My Notes
Categories
In this literature discussion, students are asked to read an article describing a series of uranyl halide compounds that contain an alkali counterion that interacts with one or more of the uranium's ligand atoms. This paper stands out as a great example of the binding preferences of acids and bases, and can be explained very well using simple HSAB concepts. Also notable in this paper is the fact that the authors claim that HSAB concepts explain their results very well in the introduction, and then only bring it up again almost as an afterthought in the short discussion section at the end of the paper.
| Attachment | Size |
|---|---|
| Reading Questions (docx) | 20.27 KB |
| Literature Discussion (docx) | 20.38 KB |
| Reading Questions (pdf) | 298.8 KB |
| Literature Discussion (pdf) | 403.42 KB |
A student should be able to rank Lewis acid and bases in terms of relative hardness
A student should be able to interpret X-ray crystallographic structural data and identify structural motifs
A student should be able to explain the affinity that atoms have for one another in terms of HSAB theory
This activity is fairly straightforward, and my students needed little help working through the discussion questions. For most students, this was the first time they had seen molecules represented as thermal ellipsoids, so they had a little trouble identifying the atoms inside molecules, but everyone got it by the end of the class.
Evaluation
Students were evaluated on how completely they answered the pre-class reading questions.
In-class discussion questions were collected at the end of the class period. For these, students worked in groups of 2 or 3.
Most of the students grasped the major concepts by the end of the class, though there was a lot of initial confusion as to how to make sense of all the structural data in the paper.
The biggest hurdle students had to overcome was shifting their thinking from absolute terms (e.g., sodium is hard) to relative terms (e.g., sodium is harder than potassium). Once they did this, the rest of the activity becomes very simple.
Comments
Thanks for this LO, Gerard. We read the article in my small advanced inorganic course this week, and I adapted many of your questions for my students to complete before class.
We were all curious to learn more about uranium chemistry and what kinds of precautions need to be taken in the lab. (We noticed that the reactions seemed to be on a fairly small scale.) If anyone has experience and could chimine in with stories, we'd love to hear them.
As a group, we were a bit flummoxed by the lack of attention given to compound 1. Its synthesis and characterization weren't described in the experimental section.
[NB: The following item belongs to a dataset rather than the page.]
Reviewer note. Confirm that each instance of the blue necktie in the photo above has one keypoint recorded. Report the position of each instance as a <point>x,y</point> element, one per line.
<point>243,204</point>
Later the authors say that it's isomorphic with compound 2 and some X-ray data is included in the discussion, but it generally seemed hard to find information about it.
These comments aren't meant to be a criticism of the LO - we're simply curious to learn more. I think the students found the article fairly accessible, and everyone likes crown ethers!
Thank you for this LO! I adapted it for a take home exam, and I think that my students were really able to solidfy the HSAB concepts in a real world problem. The majority of them were able to explain the HSAB of the complexes and how they related to what we had learned in class.
Thanks for the LO! I adapted it to just include the HSAB discussion in my lecture. A lot of students look up the paper later and are happy to see an f-element example in class.
Like other faculty who have used this literature discussion in class, the article does an excellent job of demonstrating the application of HSAB theory. However there is a confusing point at the end of the article regarding the trend in U-O bond lengths for compounds 1 & 2 and then compound 5 & 6. At the top of the last page of the article, there is the correct statement that more electron donating ligands should result in a longer/weaker U-O bond. However the remainder of the paragraph discusses how the Raman data supports the fact that compound 1, where the ligands are Cl, has the weaker U-O bond when compared to compound 2, where the ligands are Br. A similar argument is made for compounds 5 & 6. This argument seems incorrect based on the fact that Br is more electron donating than Cl. Furthermore, the difference in the Raman data cited is very small (3-5 cm-1) which is likely near the detection limit of the instrument. Finally, as the authors point out, the bond lengths in Table 1 is not reliable given the quality of the X-ray data so question #6 of the literature discussion, which does show the expected, correct trend in U-O bond length, should be used with caution.